Взгляните на Энди Уорхола с его банками супа «Кэмпбелл» и шёлкографиями Мэрилин Монро. Искусство поп-арта стало художественной лабораторией по производству симулякров. Уорхол сделал то, о чём Бодрийяр напишет позже: он взял не вещь, а уже готовый, тиражированный масс-медиа образ вещи или человека. Уорхоловская Мэрилин — это не портрет реальной Нормы Джин Бейкер. Это портрет её медийного образа, её симулякра. Художник копирует не реальность, а копию, возводя её в ранг иконы. В этом жесте — и торжество, и ужас гиперреальности. Икона становится реальнее оригинала. Никто не знал «настоящую» Мэрилин, но все узнавали её маску, её симулякр. Он был живее, понятнее, удобнее для потребления.

Этот принцип находит своё предельное выражение в социальных сетях — глобальном Диснейленде, гигантской фабрике по производству и потреблению симулякров. Мы создаём не отражение своей жизни, а её идеальную, отредактированную модель — «профиль». Наша интенциональность здесь раздваивается. С одной стороны, мы направляем её на конструирование собственного симулякра, с другой — на симулякры других. Мы вступаем в отношения не столько с людьми, сколько с их тщательно сконструированными аватарами. Разрыв между переживанием и его репрезентацией превращается в пропасть. Вкусный ужин не состоялся, пока его фотография не была одобрена лайками. Путешествие обретает окончательную реальность лишь в виде серии историй в социальной сети.

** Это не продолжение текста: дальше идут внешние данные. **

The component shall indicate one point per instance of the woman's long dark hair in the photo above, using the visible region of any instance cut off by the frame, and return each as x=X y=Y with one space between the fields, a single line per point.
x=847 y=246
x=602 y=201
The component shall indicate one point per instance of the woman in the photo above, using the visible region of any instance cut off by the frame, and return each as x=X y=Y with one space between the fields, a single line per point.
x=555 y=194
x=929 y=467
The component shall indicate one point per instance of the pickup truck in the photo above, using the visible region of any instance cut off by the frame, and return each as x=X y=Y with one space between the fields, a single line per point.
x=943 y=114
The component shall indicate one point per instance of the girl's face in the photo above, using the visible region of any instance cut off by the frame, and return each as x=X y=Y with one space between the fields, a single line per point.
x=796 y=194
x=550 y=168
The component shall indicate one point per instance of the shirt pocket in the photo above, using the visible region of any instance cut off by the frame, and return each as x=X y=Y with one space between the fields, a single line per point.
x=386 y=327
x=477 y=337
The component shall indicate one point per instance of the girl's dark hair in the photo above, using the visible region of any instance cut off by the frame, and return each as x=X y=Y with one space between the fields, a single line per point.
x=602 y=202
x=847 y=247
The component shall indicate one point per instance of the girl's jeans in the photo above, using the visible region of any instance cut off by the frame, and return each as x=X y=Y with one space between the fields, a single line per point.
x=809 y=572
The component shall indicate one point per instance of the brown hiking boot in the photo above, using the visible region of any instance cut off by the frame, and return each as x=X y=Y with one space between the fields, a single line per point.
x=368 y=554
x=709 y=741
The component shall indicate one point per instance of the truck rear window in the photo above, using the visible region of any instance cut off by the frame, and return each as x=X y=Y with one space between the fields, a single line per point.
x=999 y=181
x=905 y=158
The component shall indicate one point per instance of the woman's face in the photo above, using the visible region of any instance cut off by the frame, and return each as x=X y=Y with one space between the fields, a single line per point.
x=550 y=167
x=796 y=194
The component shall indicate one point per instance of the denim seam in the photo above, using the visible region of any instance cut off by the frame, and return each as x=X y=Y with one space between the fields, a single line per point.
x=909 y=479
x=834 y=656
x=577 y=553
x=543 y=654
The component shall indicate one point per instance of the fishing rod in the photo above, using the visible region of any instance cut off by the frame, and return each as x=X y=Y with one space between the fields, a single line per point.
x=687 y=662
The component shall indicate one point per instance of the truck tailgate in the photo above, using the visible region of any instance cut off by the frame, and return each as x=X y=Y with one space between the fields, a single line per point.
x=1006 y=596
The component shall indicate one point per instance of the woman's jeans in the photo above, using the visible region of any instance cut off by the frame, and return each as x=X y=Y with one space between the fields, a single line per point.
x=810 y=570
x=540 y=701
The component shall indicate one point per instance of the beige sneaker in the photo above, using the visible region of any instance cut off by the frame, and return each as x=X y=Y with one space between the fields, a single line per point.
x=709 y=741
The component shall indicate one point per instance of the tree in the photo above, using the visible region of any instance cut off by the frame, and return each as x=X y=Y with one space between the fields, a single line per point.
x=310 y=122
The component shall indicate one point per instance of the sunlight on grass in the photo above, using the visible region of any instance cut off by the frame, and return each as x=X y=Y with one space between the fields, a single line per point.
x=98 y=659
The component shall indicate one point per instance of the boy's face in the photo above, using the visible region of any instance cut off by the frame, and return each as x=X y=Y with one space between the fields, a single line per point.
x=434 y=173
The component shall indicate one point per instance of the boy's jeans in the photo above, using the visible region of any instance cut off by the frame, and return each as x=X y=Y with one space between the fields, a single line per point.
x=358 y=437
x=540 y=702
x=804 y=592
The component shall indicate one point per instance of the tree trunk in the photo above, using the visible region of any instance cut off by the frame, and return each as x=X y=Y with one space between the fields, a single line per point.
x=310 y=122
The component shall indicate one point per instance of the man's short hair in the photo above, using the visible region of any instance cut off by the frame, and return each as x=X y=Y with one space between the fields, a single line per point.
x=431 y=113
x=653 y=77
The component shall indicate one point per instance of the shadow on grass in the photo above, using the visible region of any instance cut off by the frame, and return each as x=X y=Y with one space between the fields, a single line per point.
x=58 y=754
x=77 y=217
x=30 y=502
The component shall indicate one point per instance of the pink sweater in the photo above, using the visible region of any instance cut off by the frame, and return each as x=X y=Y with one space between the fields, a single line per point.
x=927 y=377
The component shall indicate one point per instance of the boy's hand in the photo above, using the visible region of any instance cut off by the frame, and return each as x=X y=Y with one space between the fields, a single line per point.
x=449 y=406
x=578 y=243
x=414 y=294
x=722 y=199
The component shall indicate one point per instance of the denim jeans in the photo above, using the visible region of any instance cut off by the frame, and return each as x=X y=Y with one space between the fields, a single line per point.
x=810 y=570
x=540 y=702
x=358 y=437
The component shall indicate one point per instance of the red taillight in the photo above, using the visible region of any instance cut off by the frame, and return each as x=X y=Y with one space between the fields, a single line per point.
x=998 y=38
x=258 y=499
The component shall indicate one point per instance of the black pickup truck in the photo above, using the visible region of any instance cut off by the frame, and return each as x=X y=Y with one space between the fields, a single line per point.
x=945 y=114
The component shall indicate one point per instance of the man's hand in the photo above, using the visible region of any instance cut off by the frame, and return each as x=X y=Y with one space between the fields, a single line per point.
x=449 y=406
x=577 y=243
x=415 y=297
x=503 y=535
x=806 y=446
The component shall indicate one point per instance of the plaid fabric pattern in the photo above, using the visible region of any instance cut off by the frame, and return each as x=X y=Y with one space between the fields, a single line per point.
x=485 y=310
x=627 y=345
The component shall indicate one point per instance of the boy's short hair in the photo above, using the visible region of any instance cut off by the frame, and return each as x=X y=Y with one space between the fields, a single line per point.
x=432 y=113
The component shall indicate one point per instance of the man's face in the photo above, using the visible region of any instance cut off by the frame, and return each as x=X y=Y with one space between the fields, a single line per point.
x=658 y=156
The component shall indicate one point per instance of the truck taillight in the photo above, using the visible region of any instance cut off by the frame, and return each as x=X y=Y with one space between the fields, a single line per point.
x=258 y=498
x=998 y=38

Это и есть триумф гиперреальности. Новость — не репортаж о событии, а нарратив, выстроенный по законам драматургии. Политик — не человек с определёнными качествами, а бренд, набор слоганов и образов, отсылающих к другим образам. Даже наша собственная идентичность становится коллажом из заимствованных симулякров: мы примеряем стили, субкультуры, жизненные сценарии, увиденные в кино. Феноменологический вопрос «Кто я?» подменяется вопросом «Какой образ я хочу проецировать?».

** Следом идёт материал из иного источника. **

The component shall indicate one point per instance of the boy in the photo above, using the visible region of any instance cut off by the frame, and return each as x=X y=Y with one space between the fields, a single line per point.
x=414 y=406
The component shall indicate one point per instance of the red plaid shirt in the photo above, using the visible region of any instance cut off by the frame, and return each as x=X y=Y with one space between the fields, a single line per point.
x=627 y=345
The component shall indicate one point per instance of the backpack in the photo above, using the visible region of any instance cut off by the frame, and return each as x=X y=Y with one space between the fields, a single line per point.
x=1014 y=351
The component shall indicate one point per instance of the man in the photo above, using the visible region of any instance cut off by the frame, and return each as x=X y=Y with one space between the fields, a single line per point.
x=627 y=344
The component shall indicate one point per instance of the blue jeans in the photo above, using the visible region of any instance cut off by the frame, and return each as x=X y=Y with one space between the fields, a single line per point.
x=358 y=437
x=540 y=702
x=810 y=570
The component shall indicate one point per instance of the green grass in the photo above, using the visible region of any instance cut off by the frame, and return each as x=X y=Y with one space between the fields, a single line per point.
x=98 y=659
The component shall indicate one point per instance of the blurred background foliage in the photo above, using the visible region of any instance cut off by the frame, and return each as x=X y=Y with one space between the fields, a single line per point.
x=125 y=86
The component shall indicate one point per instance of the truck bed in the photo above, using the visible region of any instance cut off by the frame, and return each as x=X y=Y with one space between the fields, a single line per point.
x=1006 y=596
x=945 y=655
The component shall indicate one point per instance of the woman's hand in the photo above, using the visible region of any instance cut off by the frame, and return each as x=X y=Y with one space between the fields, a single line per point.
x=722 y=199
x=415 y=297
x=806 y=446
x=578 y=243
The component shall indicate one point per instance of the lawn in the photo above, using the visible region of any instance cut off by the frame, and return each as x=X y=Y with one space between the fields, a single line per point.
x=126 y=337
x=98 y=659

И здесь возникает самый глубокий и тревожный вопрос: а существовала ли когда-нибудь та самая, чистая, бодрийяровская реальность? Или симуляция — изначальное, неотъемлемое свойство человеческого сознания, способного оперировать символами? Платон с его миром идей и миром бледных копий-теней по сути описывал онтологическую симуляцию. Религия с её иконами и ритуалами — что это, как не грандиозная система симулякров, отсылающих к трансцендентному оригиналу? Возможно, Бодрийяр просто описал новую, цифровую стадию этого древнего процесса. Но есть и качественное отличие. Если раньше симулякр отсылал к чему-то Большому, Абсолютному, пусть и невидимому, то сегодня симулякры отсылают лишь друг к другу, в бесконечной, самодостаточной игре знаков. Это замкнутая вселенная, лишённая выхода наружу.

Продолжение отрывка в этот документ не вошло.